I was felled by a migraine mid-morning that persists even now, ten hours later. I napped for about a couple of hours and woke up still in pain. Dave and I had planned for  at the dim sum/sushi place near us and so we went and by chance met up with Chris and LuAnn. It was Chris's birthday, so we joined them and made a party out of it.

I ordered some sushi (tuna maki, saba sashimi, unagi, and a few other things) and while I waited for that to arrive, I snacked on some dim sum (beef and garlic dumplings and a few tiny sparerib-ish things). I've never had sushi at this place before and it was okay but very expensive, far more expensive than I would have paid in Tokyo for the same quality. (Although I guess I should expect to pay a premium when I order sushi in the desert Southwest.) My headache continued unabated throughout dinner (and by then it had been joined by the classic migrainous visual changes and the nausea). But that didn't stop me from scarfing down my sushi. (The restaurant owner, a Chinese woman--'cause most of the Japanese restaurants in town are owned by Chinese, Korean, or Mongolian immigrants--expressed a dislike of the strongly flavored saba that I had ordered. And it was pretty strong stuff, not the beautifully subtle stuff that you'd expect in a Japanese place.)

Anyway, at the end of our meal, Chris got the restaurants funky recorded birthday song played to her along with some fried ice cream and a birthday candle.  That place cracks me up. Also: If we ever dine out together on my birthday, I will strangle you if you tell the restaurant staff--any restaurant staff--that it's my birthday. Seriously.

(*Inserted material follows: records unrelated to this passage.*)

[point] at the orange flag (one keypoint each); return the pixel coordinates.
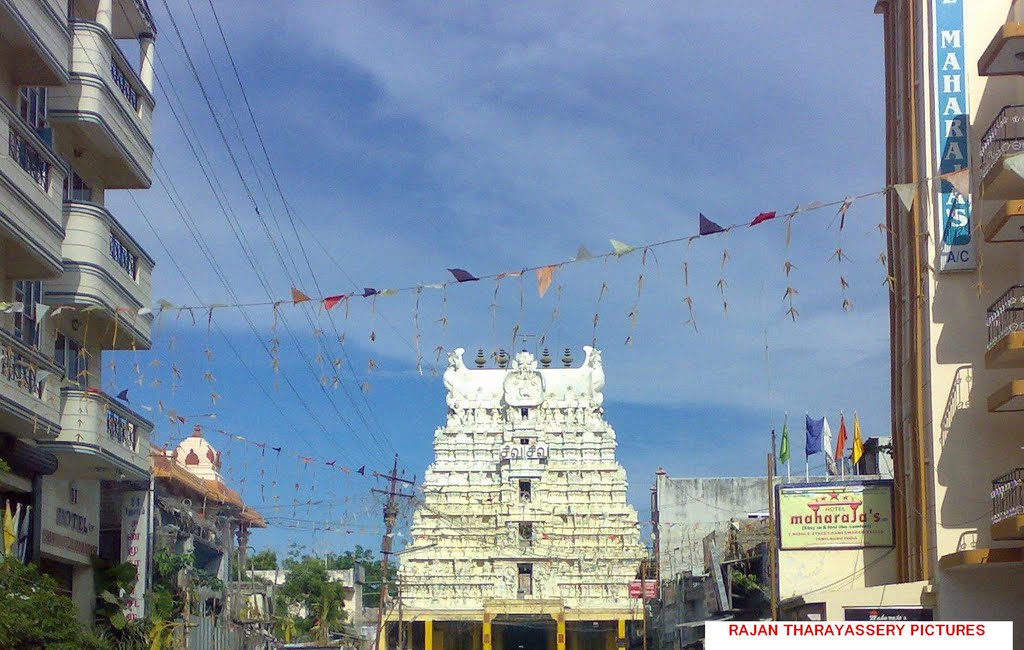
(544, 277)
(841, 442)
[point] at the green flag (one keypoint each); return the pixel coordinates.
(783, 451)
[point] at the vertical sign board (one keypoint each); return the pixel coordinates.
(953, 147)
(134, 547)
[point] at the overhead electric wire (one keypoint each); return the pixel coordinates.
(284, 201)
(238, 169)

After we bid Chris and LuAnn goodnight, Dave and I stopped by the co-op. Each year, there's a gift tree at the co-op where the organization in town that cares for underprivileged children places those children's Christmas gift wishes on the tree. We always choose a couple of kids to buy gifts for, but we had forgotten to make note of the deadline for delivering the gifts. (It's December 17th, in case you were wondering.)

This year, Dave chose a 2-year-old girl who requested musical instruments and I chose a 10-year-old girl who asked for art supplies. We have yet to buy Dave's gifts, but I've been assembling a little arsenal of art supplies (ordered from Amazon) that so far includes Cray-pas (water soluble oil pastels), chalk pastels, a set of watercolors, markers, colored pencils, and two pads of paper. That's probably enough--still, I want to buy more. (I'm an art supply hoarder from way back so I assume that everyone else is, too.) I think I'll sew up a little tote to put the supplies in. I have a green-and-white canvas printed with large flowers that will make a good little gift bag. Then I can wrap each thing individually and make it more fun to open.

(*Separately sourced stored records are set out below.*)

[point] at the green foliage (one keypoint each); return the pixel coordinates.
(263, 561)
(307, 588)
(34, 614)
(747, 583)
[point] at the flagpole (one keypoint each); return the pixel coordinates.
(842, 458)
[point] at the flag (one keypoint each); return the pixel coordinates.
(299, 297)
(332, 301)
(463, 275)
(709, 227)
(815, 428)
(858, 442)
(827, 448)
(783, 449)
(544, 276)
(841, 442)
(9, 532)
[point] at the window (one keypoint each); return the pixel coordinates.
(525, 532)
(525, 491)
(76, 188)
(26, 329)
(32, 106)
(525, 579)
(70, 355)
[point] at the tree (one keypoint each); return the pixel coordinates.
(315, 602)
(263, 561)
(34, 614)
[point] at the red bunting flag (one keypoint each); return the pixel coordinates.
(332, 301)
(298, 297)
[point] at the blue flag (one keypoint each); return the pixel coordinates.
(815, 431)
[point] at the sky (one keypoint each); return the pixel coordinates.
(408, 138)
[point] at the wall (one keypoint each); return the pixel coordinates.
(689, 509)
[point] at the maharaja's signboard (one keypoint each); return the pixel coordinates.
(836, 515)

Despite all that b.s., I'm not remotely in the Christmas spirit this year. It waxes and wanes with me. Some years, I feel like the universe will fall apart if I don't make an effort to have a tiny rosemary plant that we decorate as if it were an actual Christmas tree with tiny battery operated lights and the whole bit. (One year, my aunt accused me of lying when I said we hadn't had a Christmas tree in decades because she had seen photos of our "tree" online that made the rosemary plant look as though we had a six-foot spruce tree in our tiny little casita. Seriously, you can see the photos here and the actual "tree" here. Hahahaha!!) This year, I'm kind of like: Meh.

I don't know if that's a good sign or a bad sign.

2 comments:

Helen said...

Love the idea of a Rosemary tree!

I'm finding the Christmas Spirit lacking this year too. Sigh. I have yet to put up my little tree. I have a fake one that I had in my school years ago. Must get on that!

I wish we had gift giving for needy kids here, but because Japan is, well, Japan, they don't do that. I could do a shoebox and send it away, but feels like too much work this year.

Rosa said...

Hi Helen!

I don't think the Japanese like to admit that there are needy Japanese children, though of course there must be.

Yes, the rosemary "tree" is just enough for me. But this year, I haven't even done that. As for holiday baking...or decorating...or even present shopping, I've done zip, zilch, nada!

It's going to be a low-key x-mas here, too!